Therapeutic options in metastatic uveal melanoma

Purpose Despite the advances in the treatment of uveal melanoma (UM), randomized studies have demonstrated that the metastatic risk was similar after enucleation or conservative treatment. Survival has not improved and enucleation remains the treatment of choice for large tumors. Methods Up to 50% of patients develop metastases, to the liver in 90% of cases,usually leading to death. Metastases are rarely detected at the time of diagnosis, and in contrast with cutaneous melanoma, occur via hematogenous spread. There is no standard adjuvant treatment to prevent metastases. Today, genome‐wide techniques of genomic and expression profiling make it possible to improve the characterization of high‐risk UM. Recently, mutations in the GNAQ/11 genes have been described as oncogenic drivers in UM and consequently potential therapeutic targets. Since the identification of genomic abnormalities correlated with the metastatic risk, techniques of fine needle aspiration biopsies have been developed and systematic genetic analysis of UM became recommended for the next years, in the prospect of future adjuvant trials based on potential biological targets to be tested in preclinical animal models.
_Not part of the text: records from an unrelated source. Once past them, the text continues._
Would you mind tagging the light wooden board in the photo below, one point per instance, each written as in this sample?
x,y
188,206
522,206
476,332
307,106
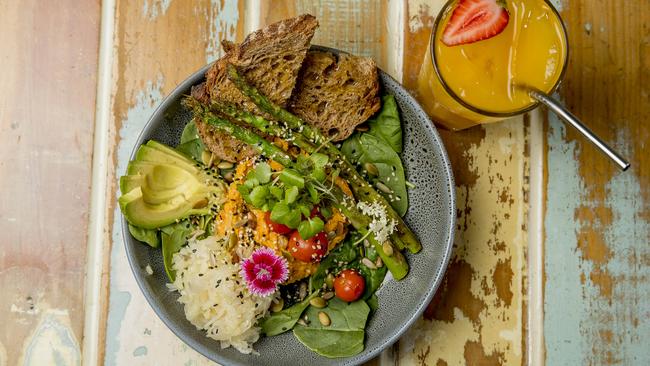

Results Relevant clinical data and dedicated studies in metastatic UM patients are lacking. Only 25 prospective clinical trials were published in the last 30 years,none of them reported a randomized phase III trial. In a retrospective series of 470 metastatic patients managed at Institut Curie (2000‐2008), the median overall survival was 13 months, with a significant difference according to the first treatment in the metastatic setting: 28, 12 and 4 months for liver surgery, any systemic treatment, best supportive care respectively Conclusion We will review current options and future developments for UM treatment.